NewsAround Acadiana


Former SMILE employee accuses Williams of sexual harassment

Posted at 12:15 PM, Feb 26, 2019
and last updated 2019-02-26 13:15:25-05

A former employee of the SMILE Community Action Agency has accused Chris Williams of forcing her to have sex with him while she worked for him.

The former employee, whom KATC will not identify because of the nature of the allegations, filed suit last month in federal court against Williams, the former CEO of the agency, and SMILE.

We’ve reached out to SMILE for a comment. We’ll update this story as soon as we receive a response.

Over the past several years, the embattled agency has faced numerous issues. Federal authorities pulled all of their Head Start funding – an estimated 90 percent of the agency’s budget – due to alleged shortcomings in SMILE’s administration of the program. The agency has been sued by former employees and board members. And, Williams was placed on leave in the midst of harassment claims.
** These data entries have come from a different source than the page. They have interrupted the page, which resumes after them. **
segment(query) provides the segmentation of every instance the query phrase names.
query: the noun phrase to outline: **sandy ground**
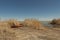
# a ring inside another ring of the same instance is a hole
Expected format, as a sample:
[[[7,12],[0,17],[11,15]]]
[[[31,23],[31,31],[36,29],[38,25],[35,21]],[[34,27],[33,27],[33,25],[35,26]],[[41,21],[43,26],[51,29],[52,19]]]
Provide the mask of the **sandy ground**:
[[[60,40],[60,30],[36,30],[30,27],[0,26],[0,40]]]

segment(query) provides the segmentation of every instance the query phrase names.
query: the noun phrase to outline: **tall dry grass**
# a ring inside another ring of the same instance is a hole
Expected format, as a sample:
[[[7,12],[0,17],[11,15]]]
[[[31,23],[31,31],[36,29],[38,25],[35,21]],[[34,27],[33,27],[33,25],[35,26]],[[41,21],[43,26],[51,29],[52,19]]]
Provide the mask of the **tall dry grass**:
[[[33,27],[35,29],[44,29],[42,23],[37,19],[25,19],[24,20],[25,26]]]

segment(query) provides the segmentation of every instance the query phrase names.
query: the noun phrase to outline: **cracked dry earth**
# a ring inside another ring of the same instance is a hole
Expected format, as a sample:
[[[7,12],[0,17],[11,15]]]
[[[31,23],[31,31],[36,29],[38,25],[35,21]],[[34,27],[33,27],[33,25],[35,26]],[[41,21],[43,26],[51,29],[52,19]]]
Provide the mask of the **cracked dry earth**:
[[[0,27],[0,40],[60,40],[60,30]]]

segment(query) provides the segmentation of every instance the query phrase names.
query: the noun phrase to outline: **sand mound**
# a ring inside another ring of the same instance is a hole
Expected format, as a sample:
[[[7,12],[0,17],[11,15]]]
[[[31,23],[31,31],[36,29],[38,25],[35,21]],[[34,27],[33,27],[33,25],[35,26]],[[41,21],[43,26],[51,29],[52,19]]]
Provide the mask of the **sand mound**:
[[[44,29],[42,23],[36,19],[25,19],[24,20],[25,26],[33,27],[35,29]]]

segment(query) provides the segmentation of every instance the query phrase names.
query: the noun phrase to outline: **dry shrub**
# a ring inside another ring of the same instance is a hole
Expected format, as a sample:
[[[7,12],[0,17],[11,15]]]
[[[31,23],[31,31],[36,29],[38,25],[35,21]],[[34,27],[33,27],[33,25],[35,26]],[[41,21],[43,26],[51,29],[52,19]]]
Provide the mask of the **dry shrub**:
[[[15,19],[10,19],[8,20],[8,24],[12,27],[12,28],[17,28],[17,27],[22,27],[23,24],[21,24],[19,21],[15,20]]]
[[[36,19],[25,19],[24,23],[27,27],[33,27],[35,29],[44,29],[42,23]]]

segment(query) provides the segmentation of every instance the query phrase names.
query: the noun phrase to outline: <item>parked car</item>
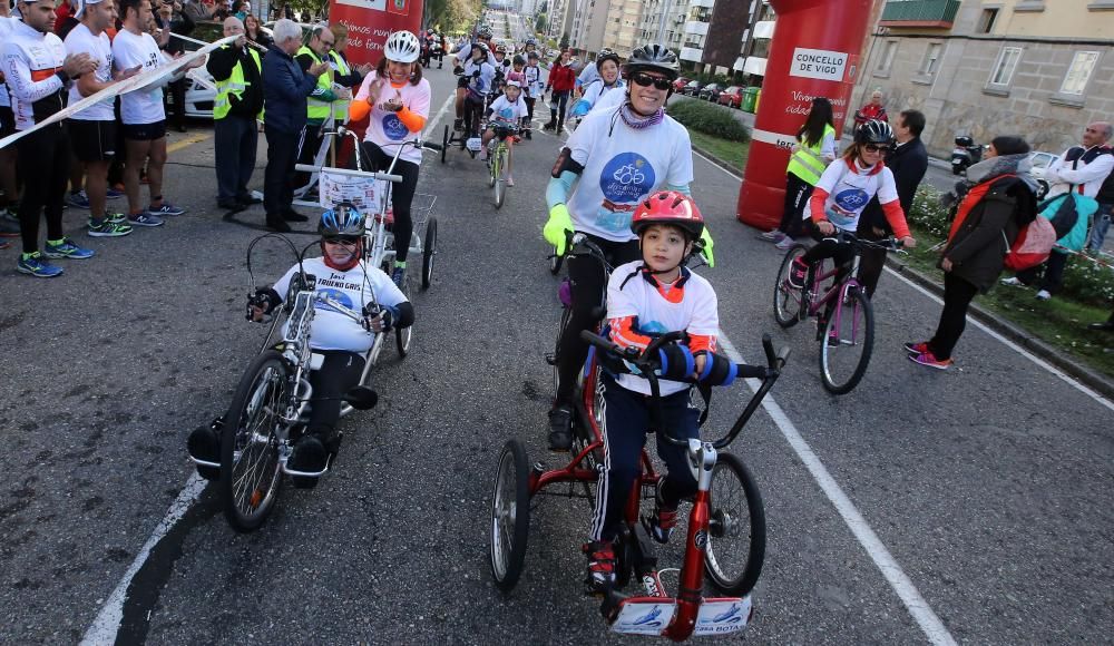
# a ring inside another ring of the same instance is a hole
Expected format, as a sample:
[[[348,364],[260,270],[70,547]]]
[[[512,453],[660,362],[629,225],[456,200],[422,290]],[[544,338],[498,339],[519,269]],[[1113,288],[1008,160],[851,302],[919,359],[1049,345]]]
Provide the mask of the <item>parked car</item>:
[[[729,87],[720,92],[720,98],[716,102],[721,106],[727,106],[729,108],[743,107],[743,88],[739,86]]]
[[[685,95],[686,97],[695,97],[697,94],[700,94],[700,89],[702,87],[704,87],[704,84],[700,82],[698,80],[691,80],[687,84],[685,84],[685,87],[681,88],[681,94]]]
[[[1034,150],[1029,153],[1029,161],[1033,164],[1033,169],[1029,174],[1033,178],[1037,180],[1040,186],[1040,193],[1037,195],[1037,199],[1044,199],[1044,196],[1048,194],[1048,180],[1045,179],[1045,170],[1049,166],[1055,164],[1059,159],[1059,155],[1053,155],[1052,153],[1044,153],[1042,150]]]
[[[723,91],[723,86],[720,84],[707,84],[700,89],[698,97],[706,100],[715,102],[720,99],[720,92]]]

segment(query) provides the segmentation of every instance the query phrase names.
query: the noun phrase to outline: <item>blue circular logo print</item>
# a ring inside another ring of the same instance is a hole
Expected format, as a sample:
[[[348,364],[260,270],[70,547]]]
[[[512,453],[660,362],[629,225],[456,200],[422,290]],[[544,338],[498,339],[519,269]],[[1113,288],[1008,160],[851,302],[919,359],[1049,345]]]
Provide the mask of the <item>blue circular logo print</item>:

He later resigned.

The lawsuit indicates that the employee first took her complaints to the federal Equal Employment Opportunity Commission, which investigated her allegations and gave her the required “right to sue” document.

The employee asks the court to order SMILE to stop the “unlawful practices, policies, customs and usages” alleged in the lawsuit; award her money for personal damages, and money for punitive damages; award her back pay; and order SMILE to pay all her expenses and attorney’s fees for the lawsuit.

The lawsuit alleges that Williams began to make unwanted advances against the woman the day he started working for SMILE in 2017. His verbal advances progressed into physical advances, and then to promises that he’d take care of her if she took care of him, the suit alleges.

The suit alleges that Williams told the woman he loved her, and threatened to get rid of her if she didn’t submit to his advances. He said that at least one board member “hated” her and wanted her “gone,” and that he’d let the board get rid of her if she didn’t submit. He also said other employees would receive raises, but she wouldn’t get one if she didn’t have a relationship. And, he demanded “loyalty,” the suit alleges.

Williams sent her home, telling her supervisor that he needed her to run an errand, and then he show up at her house and “manipulated (her) into providing sexual favors in exchange for promises of promotion, increased pay and job retention.” The lawsuit alleges that the employee was a single mother and was afraid to lose her job.

After the sexual encounter, the lawsuit alleges, Williams told her to go back to work and reminded her he wanted loyalty. When she got to work, she locked herself in the bathroom and washed herself, the lawsuit alleges.

“She felt humiliated,” the lawsuit alleges.

For the next 11 months, “Williams would either contact (her) by telephone, summon her to SMILE’s office or request that she go home for sexual favors as if she was his property, and as if he controlled her,” the lawsuit alleges. He once demanded oral sex in the SMILE conference room, the suit alleges.

But in August 2017, Williams told the employee she had been recommended for lay-off, but that she shouldn’t worry because “big daddy got you.”  When the final list came out and her name wasn’t on it, Williams told her that he took care of her and would continue to do so as long as she was loyal.

After almost two years of promises of increased pay and promotions that never materialized, the employee “realized she was just being used” and again tried to stop the relationship. A couple months later, she reported the harassment to two SMILE board members, Geri Brown and Mary Batiste.

Brown allegedly asked about the mechanics of their encounters, and told the employee to protect herself, implying that Williams would retaliate against her. Batiste said SMILE needed proof, and suggested that the employee was “liable” because she had a “choice.”

It was after that meeting that the employee got an attorney. After the attorney notified SMILE of her complaint, the lawsuit alleges, Williams called with a job offer and a pay increase, as well as a $10,000 payment to withdraw the complaint. Her promotion was approved, along with retroactive pay increase, the suit alleges, but the employee wouldn’t withdraw her complaint.

SMILE said it was conducting an investigation, but the suit alleges that no one was interviewed, other than the employee who made the complaint – not even Williams. Williams was placed on leave, and after he had left SMILE employees called the employee to tell her that they found a “voodoo doll with characteristics similar to (her) in Williams’ desk.”

The employee was so upset by the circumstances and the voodoo doll that she went to a doctor, who diagnosed her with anxiety, depression and post-traumatic stress disorder. Her medical providers recommended she not return to SMILE for a period of time. The employee’s lawyer kept asking for an accommodation or for health leave, but despite numerous discussions SMILE never took action, the suit alleges. SMILE asked for documentation from her doctors, and three days later fired her, the suit alleges.